I'm trying to solve a similar problem (find the shortest list in a tree of lists) and I think that solving this problem would be a good start.
Given a data type like
data (Ord a, Eq a) => Tree a = Nil | Node (Tree a) a (Tree a)
How to find the node that holds the minimum element in the binary tree above? Please not that this is not a binary search tree.
I'm trying to think recursively: The minimum is the minimum between the left, right subtrees and the current value. However, I'm struggling to translate this to Haskell code. One of the problems that I am facing is that I want to return the tree and not just the value.
Here's a hint:
You can start by defining, as an auxiliary function, a minimum between only two trees.

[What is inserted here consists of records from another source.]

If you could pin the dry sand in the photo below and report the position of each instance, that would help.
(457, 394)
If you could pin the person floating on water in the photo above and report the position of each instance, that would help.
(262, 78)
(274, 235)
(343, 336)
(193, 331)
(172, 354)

Nodes are compared according to ther value, ignoring the subtrees, and comparing Nil to any tree t makes t the minimum (in a sense, we think of Nil as the "largest" tree). Coding this can be done by cases:
binaryMin :: Ord a => Tree a -> Tree a -> Tree a
binaryMin Nil t = t
binaryMin t Nil = t
binaryMin (Node l1 v1 r1) (Node l2 v2 r2) = ???
Then, the minimum subtree follows by recursion, exploiting binaryMin:
treeMin :: Ord a => Tree a -> Tree a
treeMin Nil = Nil
treeMin (Node left value right) = ???